A version of this post first appeared on the website of the Penn Yan Public Library. Why not check out our Facebook page?
A colleague and I recently attended a seminar at the Pioneer Library System facilitated by the stupendous Prudence Pease, an aha! Process Bridges Out of Poverty educator and the self-proclaimed “most controversial judge in Vermont.” Her topic? Poverty—its causes, its costs, and the insidious way it can thread through a life, influencing everything from your decision-making to your storytelling. And it’s a two-edged blade, because for all that poverty puts people at a disadvantage in so many ways, she says that it also prepares them to be more self-reliant, pragmatic, community-minded, and creative in their problem solving.
It was a fascinating take on the subject, and one that I never considered, looking at it from my privileged position. People who have experienced poverty have a set of skills that I, with my middle-class background, will probably never be an expert at.
But we can’t underestimate the negative impact that poverty has on those who are living it, and even on those who lived it in the past and found their way out. One of the most striking examples that Ms. Pease gave of the way life just doesn’t flow the same way for these folks is the simple chore of laundry. For many of us, it’s as simple as throwing in a load and going about our day.
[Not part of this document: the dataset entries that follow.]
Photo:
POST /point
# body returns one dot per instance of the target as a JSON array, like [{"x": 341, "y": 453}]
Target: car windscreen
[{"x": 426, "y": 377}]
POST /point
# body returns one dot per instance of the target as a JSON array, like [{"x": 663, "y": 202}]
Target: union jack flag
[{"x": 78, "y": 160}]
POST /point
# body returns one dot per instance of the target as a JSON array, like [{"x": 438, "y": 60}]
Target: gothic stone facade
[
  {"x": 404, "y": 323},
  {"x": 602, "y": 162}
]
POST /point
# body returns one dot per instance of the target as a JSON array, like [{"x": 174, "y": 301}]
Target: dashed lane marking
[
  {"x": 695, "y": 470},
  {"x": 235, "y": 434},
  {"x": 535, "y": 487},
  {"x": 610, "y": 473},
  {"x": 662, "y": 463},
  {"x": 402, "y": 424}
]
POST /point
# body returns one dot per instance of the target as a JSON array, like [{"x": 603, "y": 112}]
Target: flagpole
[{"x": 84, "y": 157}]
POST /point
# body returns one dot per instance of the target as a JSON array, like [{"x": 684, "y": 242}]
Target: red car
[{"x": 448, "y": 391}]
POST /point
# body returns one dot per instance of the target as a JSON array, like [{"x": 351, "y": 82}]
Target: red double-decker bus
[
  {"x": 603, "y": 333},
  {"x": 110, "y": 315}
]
But imagine you’re a single parent of two kids, with no at-home washer-dryer, no car, and a Laundromat at least ten minutes away. Now the process becomes a near-Herculean task—and you can’t just do the dishes, neaten the living room or (heaven forbid) relax with a book while you’re wrangling all those moving parts.
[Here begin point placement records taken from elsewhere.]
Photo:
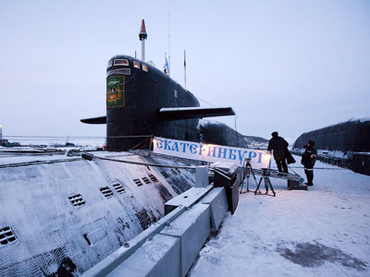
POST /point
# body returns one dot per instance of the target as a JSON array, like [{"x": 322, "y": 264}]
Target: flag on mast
[{"x": 166, "y": 68}]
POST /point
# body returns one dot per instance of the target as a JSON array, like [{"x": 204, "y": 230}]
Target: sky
[{"x": 288, "y": 66}]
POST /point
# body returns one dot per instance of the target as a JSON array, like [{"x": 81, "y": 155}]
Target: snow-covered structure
[{"x": 61, "y": 215}]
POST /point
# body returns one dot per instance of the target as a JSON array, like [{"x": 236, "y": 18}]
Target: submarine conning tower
[{"x": 136, "y": 91}]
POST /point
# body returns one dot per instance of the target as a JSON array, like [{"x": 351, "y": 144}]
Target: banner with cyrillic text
[{"x": 211, "y": 152}]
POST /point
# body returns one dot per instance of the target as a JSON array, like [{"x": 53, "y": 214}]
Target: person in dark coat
[
  {"x": 279, "y": 147},
  {"x": 308, "y": 161}
]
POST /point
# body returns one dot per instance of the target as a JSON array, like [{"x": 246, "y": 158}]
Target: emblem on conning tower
[{"x": 115, "y": 91}]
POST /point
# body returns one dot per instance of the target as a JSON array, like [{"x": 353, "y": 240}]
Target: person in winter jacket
[
  {"x": 308, "y": 161},
  {"x": 279, "y": 147}
]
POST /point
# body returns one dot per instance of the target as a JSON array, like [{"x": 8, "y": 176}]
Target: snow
[{"x": 324, "y": 231}]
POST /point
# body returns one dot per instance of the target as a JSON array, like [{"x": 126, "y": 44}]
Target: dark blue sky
[{"x": 291, "y": 66}]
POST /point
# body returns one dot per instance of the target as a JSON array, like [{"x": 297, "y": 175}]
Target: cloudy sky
[{"x": 289, "y": 65}]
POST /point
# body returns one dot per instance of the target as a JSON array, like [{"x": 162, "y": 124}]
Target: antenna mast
[
  {"x": 142, "y": 36},
  {"x": 169, "y": 41},
  {"x": 185, "y": 68}
]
People in these circumstances experience the tasks that I take for granted in a very different way, and according to Ms. Pease, ordinary chores like this can take up to five times longer for people living in poverty. Where is someone to find the time to attend classes, give their job search the attention it needs, or take a moment to read to their kids?
These luxuries are still possible—no one suggests otherwise—but they are undeniably more difficult to attain.
That’s why we should look on all our fellow community members not with tolerance—a well-meaning word that often disguises disdain or annoyance—but with acceptance. Ms. Pease advised the librarians in attendance at her program that she doesn’t expect anyone to like every action someone takes, but we have to at least try to understand why they took that action. That’s the doorway to acceptance, and through it, maybe some mutually beneficial dialogue.
What’s more, Ms. Pease spoke about the life of those in poverty as being like a fragile web--one that will fall to pieces if one thread gets tugged. Transportation, employment, housing...any of these facets of life could bring the whole thing down.
Well, the library is another one of those threads. We provide access to information for all, helping those in poverty apply for jobs, improve their skills, seek out services, and relax with a book, movie, or some music. When library funding measures come up for a vote, it’s all too easy to dismiss it as a tax hike supporting a community luxury. But we’re a very real, and very necessary thread in the lives of struggling community members. And for pennies a year, we give every patron an excellent return on their investment.
Whether you think of us as a thread or a bridge, public libraries are helping people out of poverty every day, all around the country.